1. Manfred Moitzi
  2. svgwrite
  3. Issues
Issue #7 open

Parsing of paths is very time-consuming

Gareth Rees
created an issue

In the interactive session quoted below, I create a drawing containing one element, a path with 5,001 commands. It takes nearly a minute to save.

Python 3.3.0 (default, Nov 23 2012, 10:26:01) 
[GCC 4.2.1 Compatible Apple Clang 4.1 ((tags/Apple/clang-421.11.66))] on darwin
Type "help", "copyright", "credits" or "license" for more information.
>>> import svgwrite
>>> d = svgwrite.Drawing(filename='test.svg')
>>> p = d.path()
>>> d.add(p)
<svgwrite.path.Path object at 0x124deadd0>
>>> p.push(['M', 0, 0])
>>> for i in range(5000):
...     p.push(['L', i, 0])
... 
>>> from timeit import timeit
>>> timeit(d.save, number=1)
59.46839178504888

With debug=False, saving is essentially instant (0.04 seconds). So clearly something is going wrong in the validation of the path. I'm guessing that the path parser has the wrong complexity: perhaps all those ZeroOrMore productions end up getting backtracked?

Comments (6)

  1. Lawrence Tattrie

    Using python 2.7 and an Intel i7 3GHz, the debug=true save, shown below, takes only 2.1 seconds so performance of the debug is great for me.
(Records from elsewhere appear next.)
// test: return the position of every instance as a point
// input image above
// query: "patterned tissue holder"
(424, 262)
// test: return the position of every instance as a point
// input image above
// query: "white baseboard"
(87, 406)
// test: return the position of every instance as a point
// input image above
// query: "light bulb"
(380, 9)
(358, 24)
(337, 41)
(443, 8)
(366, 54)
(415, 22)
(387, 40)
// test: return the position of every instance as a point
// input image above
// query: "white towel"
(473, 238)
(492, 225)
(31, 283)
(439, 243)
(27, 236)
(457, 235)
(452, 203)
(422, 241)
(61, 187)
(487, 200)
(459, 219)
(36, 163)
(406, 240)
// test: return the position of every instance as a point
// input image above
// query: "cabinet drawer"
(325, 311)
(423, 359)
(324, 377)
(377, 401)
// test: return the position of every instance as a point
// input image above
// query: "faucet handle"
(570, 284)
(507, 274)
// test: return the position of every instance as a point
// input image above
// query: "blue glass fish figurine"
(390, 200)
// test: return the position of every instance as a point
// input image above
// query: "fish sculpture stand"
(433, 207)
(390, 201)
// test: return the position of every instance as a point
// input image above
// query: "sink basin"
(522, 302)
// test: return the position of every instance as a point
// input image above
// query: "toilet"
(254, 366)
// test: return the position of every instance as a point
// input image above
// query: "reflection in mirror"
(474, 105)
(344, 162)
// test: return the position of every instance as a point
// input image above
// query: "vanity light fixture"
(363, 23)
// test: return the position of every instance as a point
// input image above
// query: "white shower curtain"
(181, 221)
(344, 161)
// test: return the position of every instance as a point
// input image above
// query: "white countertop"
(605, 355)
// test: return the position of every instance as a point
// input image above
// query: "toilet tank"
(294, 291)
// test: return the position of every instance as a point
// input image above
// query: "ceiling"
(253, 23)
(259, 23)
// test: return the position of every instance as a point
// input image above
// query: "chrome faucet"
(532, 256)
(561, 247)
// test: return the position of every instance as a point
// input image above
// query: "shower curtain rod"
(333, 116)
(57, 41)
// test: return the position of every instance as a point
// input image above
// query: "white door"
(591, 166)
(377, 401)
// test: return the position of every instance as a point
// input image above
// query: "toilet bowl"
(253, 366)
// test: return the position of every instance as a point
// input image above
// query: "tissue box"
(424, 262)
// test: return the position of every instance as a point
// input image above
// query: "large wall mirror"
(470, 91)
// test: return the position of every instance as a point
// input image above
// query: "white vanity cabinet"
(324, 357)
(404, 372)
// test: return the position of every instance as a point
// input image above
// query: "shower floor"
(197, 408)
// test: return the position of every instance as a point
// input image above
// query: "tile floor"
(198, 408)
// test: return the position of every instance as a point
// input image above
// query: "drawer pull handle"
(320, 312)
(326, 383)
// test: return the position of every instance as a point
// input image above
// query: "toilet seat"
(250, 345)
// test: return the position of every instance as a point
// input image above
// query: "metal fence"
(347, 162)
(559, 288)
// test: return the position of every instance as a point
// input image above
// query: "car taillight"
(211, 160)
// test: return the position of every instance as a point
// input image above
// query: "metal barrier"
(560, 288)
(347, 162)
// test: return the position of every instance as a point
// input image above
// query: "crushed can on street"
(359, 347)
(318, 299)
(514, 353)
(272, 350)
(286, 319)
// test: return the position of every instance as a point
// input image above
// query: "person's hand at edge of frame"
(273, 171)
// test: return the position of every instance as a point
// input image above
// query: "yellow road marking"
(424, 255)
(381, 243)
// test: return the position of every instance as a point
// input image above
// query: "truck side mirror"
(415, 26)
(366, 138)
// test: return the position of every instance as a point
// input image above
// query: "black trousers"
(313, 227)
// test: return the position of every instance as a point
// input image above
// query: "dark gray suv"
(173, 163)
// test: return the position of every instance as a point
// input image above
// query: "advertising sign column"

A different plot, not shown, with 10,000 points and debug=True took 14 seconds to save which is more time but good to me.

    import svgwrite
    import time
    progname = 'test_save_perf'
    def create_svg(name):
        #dwg = svgwrite.Drawing(filename=progname+'.svg', debug=False)
        dwg = svgwrite.Drawing(filename=progname+'.svg', debug=True)
        p = dwg.path()
        dwg.add(p)
        p.push(['M', 0, 0])
        for i in range(5000):
            p.push(['L', i, 0])
        starttime=time.time()
        dwg.save()
        endtime=time.time()
        elapsedtime=round(endtime - starttime,1)
        print ("Script "+progname+" ended at "+time.asctime()+". Elapsed time is "+str(elapsedtime)+" seconds.")
    if __name__ == '__main__':
        create_svg(progname + '.svg')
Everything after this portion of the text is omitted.